C'est parce qu'un nuage noir place sur cette fausse parenthèse enchantée, que 20th Century Women possède une force véritable et particulièrement touchante. La voix off, qui livre des indices sur la fin de l'histoire, rappelle que ce manège sera réduit en poussière par le temps. Derrière l'apparente légèreté, les rires et les sourires, il y a la brutalité de la vie et l'inexorabilité des choses. Mike Mills travaille ainsi contre l'exercice du feel good movie pour apporter une tonalité sombre, et surtout une vraie mélancolie qui nuance les scènettes décalées.
AMERICAN WOMEN
Cette coming of age story est placée sous le signe d'une pas très sainte trinité féminine, qui illumine tout le film. Si l'excellence d'Annette Bening et Greta Gerwig ne surprend plus, notamment parce que les rôles sont taillés à leur mesure, c'est Elle Fanning qui impressionne. Entre la folie pathétique de Live by Night et la beauté carnassière de Neon Demon, l'actrice de 18 ans rappelle que sauf accident de parcours, elle sera l'une des grandes actrices des prochaines décennies. Entre la blondeur de l'innocence et la moue sensuelle, elle apporte une dimension fascinante à cette Julie.

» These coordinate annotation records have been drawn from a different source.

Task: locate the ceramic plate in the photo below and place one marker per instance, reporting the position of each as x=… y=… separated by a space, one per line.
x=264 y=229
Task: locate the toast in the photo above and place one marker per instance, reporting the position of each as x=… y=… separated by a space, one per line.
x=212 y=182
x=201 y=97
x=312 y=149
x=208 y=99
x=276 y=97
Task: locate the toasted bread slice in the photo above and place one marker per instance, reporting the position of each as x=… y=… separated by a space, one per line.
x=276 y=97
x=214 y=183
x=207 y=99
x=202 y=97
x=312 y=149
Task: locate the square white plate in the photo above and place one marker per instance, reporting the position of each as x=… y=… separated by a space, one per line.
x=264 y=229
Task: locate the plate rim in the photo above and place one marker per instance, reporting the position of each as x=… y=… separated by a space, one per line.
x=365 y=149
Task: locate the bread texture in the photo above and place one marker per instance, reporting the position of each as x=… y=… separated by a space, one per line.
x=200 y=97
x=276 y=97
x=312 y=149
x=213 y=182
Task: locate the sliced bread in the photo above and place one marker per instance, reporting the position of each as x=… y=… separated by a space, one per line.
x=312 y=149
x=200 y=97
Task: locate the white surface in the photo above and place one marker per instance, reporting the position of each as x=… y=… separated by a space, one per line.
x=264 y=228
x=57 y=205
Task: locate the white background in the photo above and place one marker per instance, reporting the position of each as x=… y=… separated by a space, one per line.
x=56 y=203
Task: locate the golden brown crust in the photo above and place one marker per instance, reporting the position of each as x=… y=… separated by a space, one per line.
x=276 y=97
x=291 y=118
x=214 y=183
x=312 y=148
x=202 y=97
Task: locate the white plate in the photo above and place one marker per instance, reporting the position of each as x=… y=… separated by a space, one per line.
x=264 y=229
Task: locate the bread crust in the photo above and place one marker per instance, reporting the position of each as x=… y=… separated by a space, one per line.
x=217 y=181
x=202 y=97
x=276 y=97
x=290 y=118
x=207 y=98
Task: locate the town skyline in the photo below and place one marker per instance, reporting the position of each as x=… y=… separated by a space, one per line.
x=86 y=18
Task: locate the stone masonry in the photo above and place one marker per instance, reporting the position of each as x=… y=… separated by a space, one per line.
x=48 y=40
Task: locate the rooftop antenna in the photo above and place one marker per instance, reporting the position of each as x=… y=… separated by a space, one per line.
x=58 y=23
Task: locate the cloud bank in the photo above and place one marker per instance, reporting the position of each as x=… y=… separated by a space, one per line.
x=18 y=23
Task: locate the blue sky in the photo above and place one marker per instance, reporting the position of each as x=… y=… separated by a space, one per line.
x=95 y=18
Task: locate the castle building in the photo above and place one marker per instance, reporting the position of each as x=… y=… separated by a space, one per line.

C'est autour de ce trio féminin que 20th Century Women construit son coeur doux, tendre et tragique. Mike Mills s'est inspiré de sa propre enfance, et ce n'est pas anodin s'il donne à cet adolescent (lui-même donc) une place si réduite, si discrète, tout comme à l'autre homme du film interprété par Billy Crudup. L'homme et le cinéaste sont derrières ces femmes, dans l'ombre de ces héroïnes malades et tordues, imparfaites mais parfaitement touchantes.
C'est grâce à ce trio que le troisième film de Mike Mills tourne malgré d'évidentes faiblesses narratives. En près de deux heures, le réalisateur a tendance à s'éparpiller, à perdre de vue le sens dans des péripéties et scènes inégales, notamment parce qu'il balaye de nombreux sujets. Le film brille par sa musique, ses interprètes, des scènes-clés et des effets de style (le kaléidoscope sur la voiture, l'utilisation des archives), mais ne maintient pas cet équilibre sur la durée. 20th Century Women laisse donc un arrière-goût mitigé, et un souvenir plus attaché à de très beaux moments (des répliques percutantes, des silences magnifiques) qu'à l'ensemble.